Pacific Northwest braces for another multiday heat wave

By GILLIAN FLACCUS for the Associated Press

PORTLAND, Ore. (AP) — People in the Pacific Northwest braced for another major, multiday heat wave starting Wednesday, just over a month after record-shattering hot weather killed hundreds of the region’s most vulnerable when temperatures soared to 116 degrees Fahrenheit (47 Celsius).

In a “worst-case scenario,” the temperature could reach as high as 111 F (44 C) in some parts of western Oregon by Friday before a weekend cooldown, the National Weather Service in Portland, Oregon, warned this week. It’s more likely temperatures will rise above 100 F (38 C) for three consecutive days, peaking around 105 F (40.5 C) on Thursday.

FILE – In this June 30, 2021 file photo Missoulians cool off in the Bitterroot River as temperatures crested 100 degrees Fahrenheit in Missoula, Mont. The Pacific Northwest is bracing for another major, multi-day heat wave in mid-August 2021 just a month after temperatures soared as high as 116 F in a record-shattering heat event that killed scores of the most vulnerable across the region. (AP Photo/Tommy Martino, File)

Those are eye-popping numbers in a usually temperate region and would have come close to — or broken — all-time records if it weren’t for the late June heat wave, meteorologist Tyler Kranz said. Seattle will be cooler than Portland, with temperatures in the mid-90s, but it still has a chance to break records, and many people there, like in Oregon, don’t have air conditioning.

“We’ll often hear people say, ‘Who cares if it’s 106 or 108? It gets this hot in Arizona all the time.’ Well, people in Arizona have air conditioning, and here in the Pacific Northwest, a lot of people don’t,” Kranz said. “You can’t really compare us to the desert Southwest.”

Gov. Kate Brown has declared a state of emergency over the heat and activated an emergency operations center, citing the potential for disruptions to the power grid and transportation. City and county governments are opening cooling centers and misting stations in public buildings, extending the hours of public libraries and waiving bus fare for those headed to cooling centers. A statewide help line will direct callers to the nearest cooling shelter and offer tips on how to stay safe.
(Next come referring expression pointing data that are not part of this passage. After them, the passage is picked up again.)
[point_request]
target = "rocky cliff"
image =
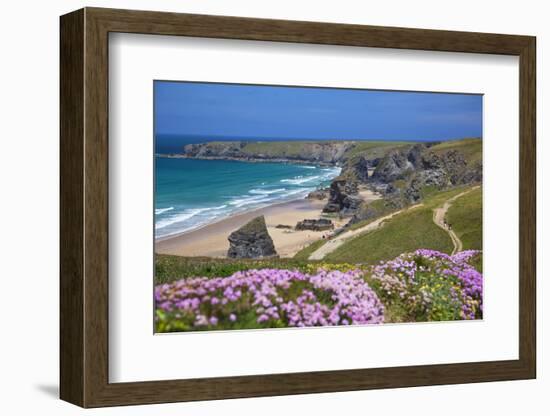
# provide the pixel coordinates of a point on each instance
(329, 152)
(251, 241)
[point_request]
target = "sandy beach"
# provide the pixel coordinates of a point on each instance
(211, 240)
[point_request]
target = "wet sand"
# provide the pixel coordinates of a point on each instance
(211, 240)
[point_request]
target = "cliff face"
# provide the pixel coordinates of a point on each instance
(332, 153)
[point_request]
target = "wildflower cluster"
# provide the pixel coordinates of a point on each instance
(431, 286)
(267, 298)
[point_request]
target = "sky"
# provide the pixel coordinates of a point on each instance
(212, 110)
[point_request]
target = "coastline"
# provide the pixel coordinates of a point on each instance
(250, 159)
(211, 239)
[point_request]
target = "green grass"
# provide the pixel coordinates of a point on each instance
(169, 268)
(374, 148)
(307, 251)
(404, 232)
(275, 148)
(465, 216)
(471, 148)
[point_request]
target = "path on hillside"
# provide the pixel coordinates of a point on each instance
(439, 219)
(340, 239)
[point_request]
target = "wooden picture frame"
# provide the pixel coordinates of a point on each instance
(84, 207)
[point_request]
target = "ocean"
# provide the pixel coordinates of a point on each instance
(190, 193)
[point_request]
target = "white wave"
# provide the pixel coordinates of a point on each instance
(266, 191)
(300, 180)
(161, 210)
(184, 216)
(241, 202)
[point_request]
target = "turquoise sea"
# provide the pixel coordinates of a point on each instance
(190, 193)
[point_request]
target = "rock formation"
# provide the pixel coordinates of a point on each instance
(323, 152)
(319, 194)
(251, 241)
(343, 197)
(315, 225)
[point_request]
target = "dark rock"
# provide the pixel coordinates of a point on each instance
(315, 225)
(284, 226)
(325, 152)
(394, 166)
(318, 194)
(412, 192)
(343, 197)
(251, 241)
(415, 155)
(357, 169)
(473, 174)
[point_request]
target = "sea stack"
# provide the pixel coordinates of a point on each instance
(251, 241)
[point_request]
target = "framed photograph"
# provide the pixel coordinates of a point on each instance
(255, 207)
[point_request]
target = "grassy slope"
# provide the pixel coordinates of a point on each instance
(374, 148)
(294, 148)
(405, 232)
(471, 148)
(304, 253)
(465, 216)
(170, 268)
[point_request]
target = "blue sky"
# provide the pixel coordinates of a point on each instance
(273, 112)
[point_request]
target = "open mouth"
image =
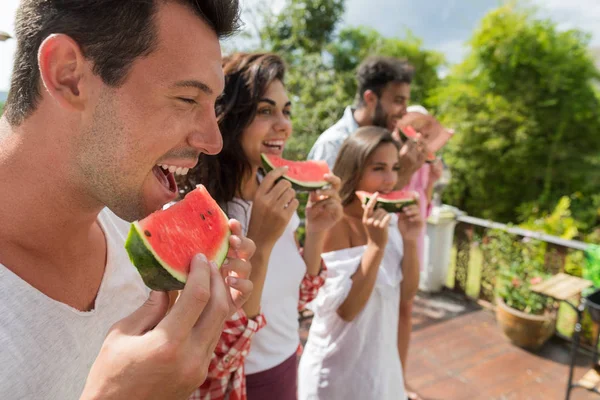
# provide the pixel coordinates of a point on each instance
(165, 174)
(275, 145)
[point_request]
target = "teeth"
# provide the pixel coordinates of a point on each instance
(274, 142)
(174, 169)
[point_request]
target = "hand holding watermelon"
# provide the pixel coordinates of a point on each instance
(236, 268)
(412, 156)
(272, 208)
(410, 222)
(376, 222)
(150, 355)
(324, 208)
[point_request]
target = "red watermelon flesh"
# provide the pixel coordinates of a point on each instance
(430, 158)
(304, 175)
(391, 202)
(162, 245)
(408, 132)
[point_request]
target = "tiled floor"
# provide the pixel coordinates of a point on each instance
(458, 352)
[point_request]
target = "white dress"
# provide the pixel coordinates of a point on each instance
(355, 360)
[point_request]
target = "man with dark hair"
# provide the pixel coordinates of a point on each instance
(381, 100)
(109, 99)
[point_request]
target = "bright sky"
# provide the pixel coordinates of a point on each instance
(444, 25)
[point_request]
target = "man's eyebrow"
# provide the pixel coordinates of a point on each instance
(194, 84)
(273, 103)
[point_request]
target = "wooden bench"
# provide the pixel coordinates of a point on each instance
(562, 287)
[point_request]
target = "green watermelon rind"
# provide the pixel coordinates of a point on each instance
(155, 272)
(391, 206)
(300, 186)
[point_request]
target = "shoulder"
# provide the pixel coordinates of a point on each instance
(113, 225)
(338, 237)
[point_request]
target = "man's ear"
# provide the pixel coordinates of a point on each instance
(62, 70)
(370, 98)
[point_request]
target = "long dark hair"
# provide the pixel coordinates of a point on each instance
(352, 159)
(247, 77)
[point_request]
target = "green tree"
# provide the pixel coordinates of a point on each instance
(354, 44)
(527, 115)
(303, 26)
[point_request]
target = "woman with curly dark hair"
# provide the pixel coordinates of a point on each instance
(254, 115)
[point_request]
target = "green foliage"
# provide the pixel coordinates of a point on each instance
(356, 43)
(527, 115)
(303, 26)
(559, 222)
(519, 264)
(318, 102)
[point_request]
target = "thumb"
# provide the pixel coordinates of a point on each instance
(147, 316)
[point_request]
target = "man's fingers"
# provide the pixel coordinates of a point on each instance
(147, 316)
(243, 289)
(240, 268)
(210, 323)
(192, 301)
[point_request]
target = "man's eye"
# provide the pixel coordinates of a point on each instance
(186, 100)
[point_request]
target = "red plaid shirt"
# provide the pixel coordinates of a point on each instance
(226, 377)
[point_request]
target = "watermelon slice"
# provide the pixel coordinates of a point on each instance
(391, 202)
(305, 176)
(162, 245)
(438, 137)
(430, 158)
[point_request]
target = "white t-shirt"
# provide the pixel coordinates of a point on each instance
(47, 347)
(279, 339)
(329, 143)
(355, 360)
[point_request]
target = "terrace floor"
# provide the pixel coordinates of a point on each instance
(458, 352)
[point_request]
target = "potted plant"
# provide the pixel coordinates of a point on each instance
(526, 318)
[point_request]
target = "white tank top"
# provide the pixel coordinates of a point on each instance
(279, 339)
(47, 347)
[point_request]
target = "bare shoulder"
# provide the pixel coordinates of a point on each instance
(338, 237)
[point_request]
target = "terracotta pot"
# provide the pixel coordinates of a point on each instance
(522, 329)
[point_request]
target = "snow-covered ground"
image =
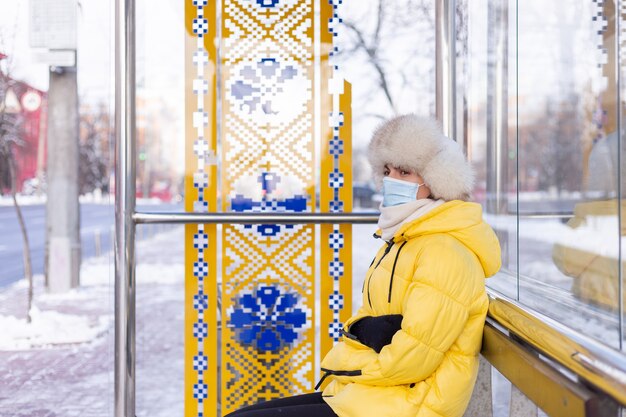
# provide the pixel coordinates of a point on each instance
(62, 363)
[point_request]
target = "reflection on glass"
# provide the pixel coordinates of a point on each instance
(556, 203)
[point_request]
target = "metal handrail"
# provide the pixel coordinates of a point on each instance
(255, 218)
(125, 175)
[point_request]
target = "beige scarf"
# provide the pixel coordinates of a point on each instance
(391, 218)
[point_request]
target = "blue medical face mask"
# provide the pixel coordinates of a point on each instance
(397, 192)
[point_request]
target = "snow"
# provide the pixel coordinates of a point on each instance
(598, 234)
(49, 328)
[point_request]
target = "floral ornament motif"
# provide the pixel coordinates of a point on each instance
(272, 199)
(268, 319)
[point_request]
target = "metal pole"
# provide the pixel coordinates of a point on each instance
(255, 218)
(445, 55)
(124, 208)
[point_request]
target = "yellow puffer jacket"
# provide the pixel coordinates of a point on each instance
(439, 264)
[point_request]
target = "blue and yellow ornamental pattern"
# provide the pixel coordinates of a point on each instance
(250, 329)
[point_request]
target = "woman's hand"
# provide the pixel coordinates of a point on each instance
(376, 332)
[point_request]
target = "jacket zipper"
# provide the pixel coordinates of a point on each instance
(328, 372)
(389, 245)
(393, 270)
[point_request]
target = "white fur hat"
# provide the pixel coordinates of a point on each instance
(418, 144)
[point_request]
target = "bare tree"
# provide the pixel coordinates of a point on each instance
(10, 134)
(95, 157)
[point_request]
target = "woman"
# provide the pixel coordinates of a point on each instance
(412, 348)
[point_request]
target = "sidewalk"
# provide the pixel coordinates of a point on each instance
(61, 373)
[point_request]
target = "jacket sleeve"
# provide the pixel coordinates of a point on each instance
(435, 309)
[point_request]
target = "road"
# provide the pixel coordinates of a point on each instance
(96, 219)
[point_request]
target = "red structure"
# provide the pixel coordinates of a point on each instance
(30, 105)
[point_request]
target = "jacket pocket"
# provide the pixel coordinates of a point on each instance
(329, 372)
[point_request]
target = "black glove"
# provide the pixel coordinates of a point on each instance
(376, 332)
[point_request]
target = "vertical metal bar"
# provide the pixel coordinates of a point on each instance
(124, 208)
(618, 109)
(497, 113)
(445, 55)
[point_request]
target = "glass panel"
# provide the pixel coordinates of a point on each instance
(491, 134)
(549, 169)
(160, 320)
(568, 164)
(160, 145)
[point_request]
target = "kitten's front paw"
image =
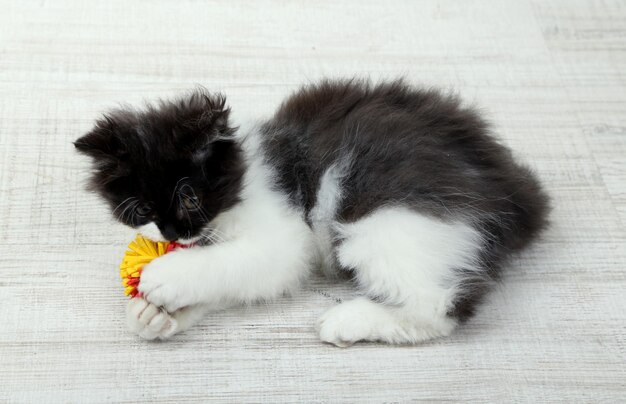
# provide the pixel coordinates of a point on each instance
(164, 285)
(148, 321)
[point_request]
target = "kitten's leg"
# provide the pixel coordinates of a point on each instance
(151, 322)
(408, 263)
(261, 264)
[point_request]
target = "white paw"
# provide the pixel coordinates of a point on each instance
(163, 283)
(148, 321)
(349, 322)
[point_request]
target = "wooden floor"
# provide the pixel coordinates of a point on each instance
(551, 76)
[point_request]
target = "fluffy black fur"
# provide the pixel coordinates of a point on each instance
(416, 147)
(175, 164)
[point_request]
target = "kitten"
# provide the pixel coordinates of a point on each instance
(402, 188)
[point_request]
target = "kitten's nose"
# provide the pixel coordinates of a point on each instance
(169, 232)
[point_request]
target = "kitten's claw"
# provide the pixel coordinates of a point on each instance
(148, 321)
(163, 285)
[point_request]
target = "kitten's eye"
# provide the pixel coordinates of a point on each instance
(143, 210)
(191, 202)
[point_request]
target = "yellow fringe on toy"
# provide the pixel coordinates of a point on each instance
(140, 252)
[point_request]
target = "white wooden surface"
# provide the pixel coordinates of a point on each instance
(550, 75)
The back-to-back heat waves, coupled with a summer that’s been exceptionally warm and dry overall, are pummeling a region where summer highs usually drift into the 70s or 80s. The heat comes amid a historic drought across the American West, both of which are tied to climate change.
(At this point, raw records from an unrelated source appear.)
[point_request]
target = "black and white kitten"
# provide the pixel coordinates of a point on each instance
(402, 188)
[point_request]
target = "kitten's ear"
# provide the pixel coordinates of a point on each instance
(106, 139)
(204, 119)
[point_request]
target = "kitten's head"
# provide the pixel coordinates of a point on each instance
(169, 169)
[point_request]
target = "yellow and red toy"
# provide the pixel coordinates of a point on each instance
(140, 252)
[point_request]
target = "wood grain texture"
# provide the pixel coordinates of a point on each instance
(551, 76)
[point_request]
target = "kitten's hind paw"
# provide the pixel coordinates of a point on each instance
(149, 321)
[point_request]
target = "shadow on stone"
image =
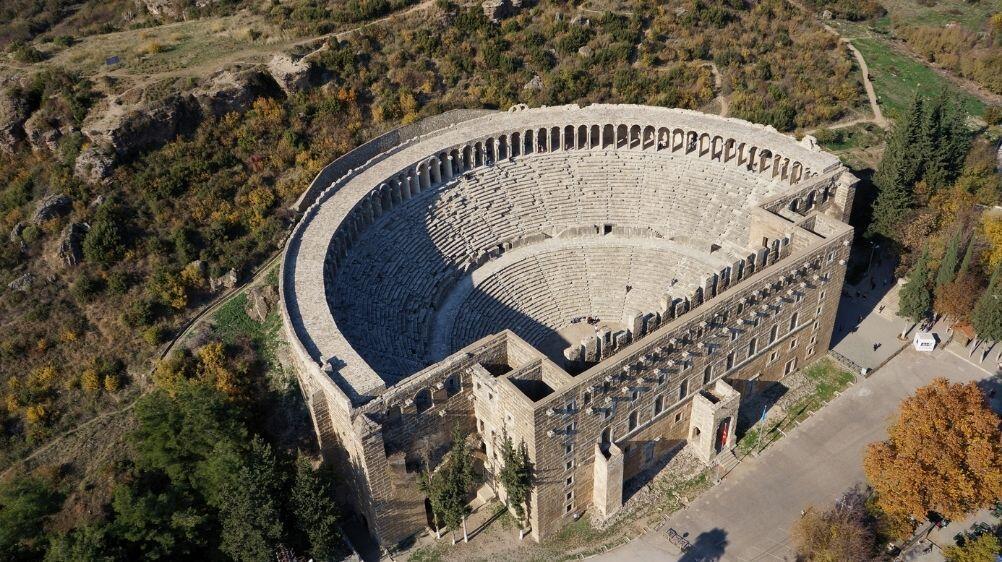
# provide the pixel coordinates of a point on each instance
(706, 547)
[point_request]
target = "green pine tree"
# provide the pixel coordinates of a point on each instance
(948, 265)
(987, 316)
(517, 478)
(315, 509)
(898, 172)
(965, 263)
(458, 481)
(915, 299)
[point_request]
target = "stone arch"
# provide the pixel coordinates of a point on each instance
(649, 137)
(716, 148)
(423, 176)
(812, 199)
(423, 400)
(704, 143)
(663, 138)
(492, 150)
(765, 155)
(677, 140)
(622, 136)
(436, 170)
(635, 140)
(467, 157)
(798, 172)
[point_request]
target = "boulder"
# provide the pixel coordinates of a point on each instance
(16, 237)
(231, 90)
(292, 75)
(163, 8)
(93, 164)
(223, 282)
(496, 10)
(261, 302)
(22, 283)
(70, 243)
(51, 207)
(43, 132)
(14, 111)
(126, 128)
(15, 232)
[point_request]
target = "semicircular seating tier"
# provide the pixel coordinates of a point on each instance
(526, 230)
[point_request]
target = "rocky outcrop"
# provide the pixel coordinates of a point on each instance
(232, 90)
(14, 111)
(43, 132)
(223, 282)
(292, 75)
(127, 128)
(261, 302)
(51, 207)
(70, 250)
(496, 10)
(22, 283)
(93, 164)
(535, 84)
(17, 237)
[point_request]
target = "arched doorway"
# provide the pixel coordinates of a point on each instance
(722, 432)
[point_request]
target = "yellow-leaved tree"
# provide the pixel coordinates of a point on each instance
(944, 454)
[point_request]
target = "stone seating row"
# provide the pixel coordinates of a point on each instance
(383, 296)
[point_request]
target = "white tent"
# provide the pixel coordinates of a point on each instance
(924, 342)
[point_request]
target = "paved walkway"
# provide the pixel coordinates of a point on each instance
(748, 515)
(867, 317)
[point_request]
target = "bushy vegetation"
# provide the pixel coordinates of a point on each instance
(971, 54)
(170, 220)
(853, 10)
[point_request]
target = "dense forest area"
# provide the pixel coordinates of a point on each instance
(174, 223)
(171, 221)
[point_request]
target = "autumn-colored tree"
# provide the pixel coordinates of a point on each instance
(944, 454)
(991, 227)
(90, 381)
(982, 549)
(843, 533)
(956, 299)
(212, 369)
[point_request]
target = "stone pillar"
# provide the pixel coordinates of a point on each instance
(607, 491)
(712, 421)
(845, 192)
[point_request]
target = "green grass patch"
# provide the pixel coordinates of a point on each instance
(230, 324)
(897, 78)
(971, 15)
(827, 380)
(430, 553)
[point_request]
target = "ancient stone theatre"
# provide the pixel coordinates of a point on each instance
(604, 284)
The June heat in Oregon, Washington and British Columbia killed hundreds of people and was a wake-up call as climate change makes weather more extreme in the historically temperate region. The heat wave was virtually impossible without human-caused climate change, a scientific analysis found.
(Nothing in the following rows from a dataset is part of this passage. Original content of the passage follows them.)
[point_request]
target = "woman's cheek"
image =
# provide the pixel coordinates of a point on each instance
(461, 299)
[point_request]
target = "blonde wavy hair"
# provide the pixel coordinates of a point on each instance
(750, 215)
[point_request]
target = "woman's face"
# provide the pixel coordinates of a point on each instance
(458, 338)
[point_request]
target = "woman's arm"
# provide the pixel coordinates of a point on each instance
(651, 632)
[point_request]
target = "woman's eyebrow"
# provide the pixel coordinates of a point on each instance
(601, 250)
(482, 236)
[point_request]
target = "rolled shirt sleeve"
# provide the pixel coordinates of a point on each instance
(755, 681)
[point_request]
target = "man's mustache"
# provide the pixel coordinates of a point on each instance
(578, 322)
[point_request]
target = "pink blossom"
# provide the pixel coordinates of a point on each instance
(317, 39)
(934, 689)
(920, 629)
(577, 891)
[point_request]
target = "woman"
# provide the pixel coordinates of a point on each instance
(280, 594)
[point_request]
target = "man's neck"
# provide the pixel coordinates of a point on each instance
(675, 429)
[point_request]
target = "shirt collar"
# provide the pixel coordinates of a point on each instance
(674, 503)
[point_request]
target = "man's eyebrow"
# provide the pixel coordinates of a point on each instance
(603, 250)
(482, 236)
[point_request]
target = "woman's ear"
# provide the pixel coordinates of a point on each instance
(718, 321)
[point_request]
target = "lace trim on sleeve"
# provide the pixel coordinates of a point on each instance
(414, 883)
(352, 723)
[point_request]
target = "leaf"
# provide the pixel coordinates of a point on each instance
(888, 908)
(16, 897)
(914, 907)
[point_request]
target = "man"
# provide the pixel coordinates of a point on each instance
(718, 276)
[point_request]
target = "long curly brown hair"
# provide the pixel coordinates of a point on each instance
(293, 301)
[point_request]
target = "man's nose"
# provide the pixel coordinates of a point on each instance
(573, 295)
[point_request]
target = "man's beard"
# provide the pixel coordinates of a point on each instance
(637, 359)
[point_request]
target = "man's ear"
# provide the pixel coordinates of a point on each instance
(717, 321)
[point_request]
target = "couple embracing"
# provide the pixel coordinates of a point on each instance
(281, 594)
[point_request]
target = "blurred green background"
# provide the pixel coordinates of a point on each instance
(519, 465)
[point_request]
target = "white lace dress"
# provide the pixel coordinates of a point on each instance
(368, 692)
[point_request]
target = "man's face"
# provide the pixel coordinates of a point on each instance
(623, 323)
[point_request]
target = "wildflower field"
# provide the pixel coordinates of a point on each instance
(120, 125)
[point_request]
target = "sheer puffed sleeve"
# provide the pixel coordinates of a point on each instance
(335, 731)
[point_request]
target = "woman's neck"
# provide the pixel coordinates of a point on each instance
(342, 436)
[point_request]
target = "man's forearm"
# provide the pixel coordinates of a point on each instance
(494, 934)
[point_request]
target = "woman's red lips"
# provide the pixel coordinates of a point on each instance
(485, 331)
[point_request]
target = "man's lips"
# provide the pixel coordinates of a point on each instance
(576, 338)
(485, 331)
In Oregon, officials say at least 83 people died of heat-related illness, and the hot weather is being investigated as a possible cause in 33 more deaths. Washington state reported at least 91 heat deaths, and officials in British Columbia say hundreds of “sudden and unexpected deaths” were likely due to the soaring temperatures.

The toll exposed huge blind spots in emergency planning in a region unaccustomed to dealing with such high temperatures, said Vivek Shandas, a professor of climate adaptation at Portland State University.

Most of those who died in Oregon were older, homebound and socially isolated, and many were unable, or unwilling, to get to cooling centers.

The call center designed to provide information about cooling centers was unstaffed during part of the peak heat, and hundreds of callers got stuck in a voicemail menu that didn’t include a prompt for heat-related help. Portland’s famed light-rail train also shut down to reduce strain on the power grid, eliminating a transportation option for low-income residents seeking relief.

“We knew a week in advance. What would happen if we knew an earthquake was going to hit us a week in advance?” Shandas said. “That’s the kind of thinking we need to be aligned with. We know something disastrous is coming, and we need to get all hands on deck and focus on the most vulnerable.”

Yet even younger residents struggled with the heat in June and dreaded this week’s sweltering temperatures.

Katherine Morgan, 27, has no air conditioning in her third-floor apartment and can’t afford a window unit on the money she makes working at a bookstore and as a hostess at a brewery.

She estimated that it hit 112 F (44 C) in her apartment in June. She tried to keep cool by taking cold showers, dousing her hair with water, eating Popsicles and sitting immobile in front of a fan for hours.

Morgan, who doesn’t have a car, got ill from the heat after walking 20 minutes to work when it was 106 F (41 C). She took the following two days off rather than risk it again. The heat from the sidewalk, she said, felt like it was “cooking my ankles.”

This week, she’ll have to walk to work Thursday, the day when temperatures could again soar just as high.

“All my friends and I knew that climate change was real, but it’s getting really scary because it was gradually getting hot — and it suddenly got really hot, really fast,” Morgan said. “It’s eye-opening.”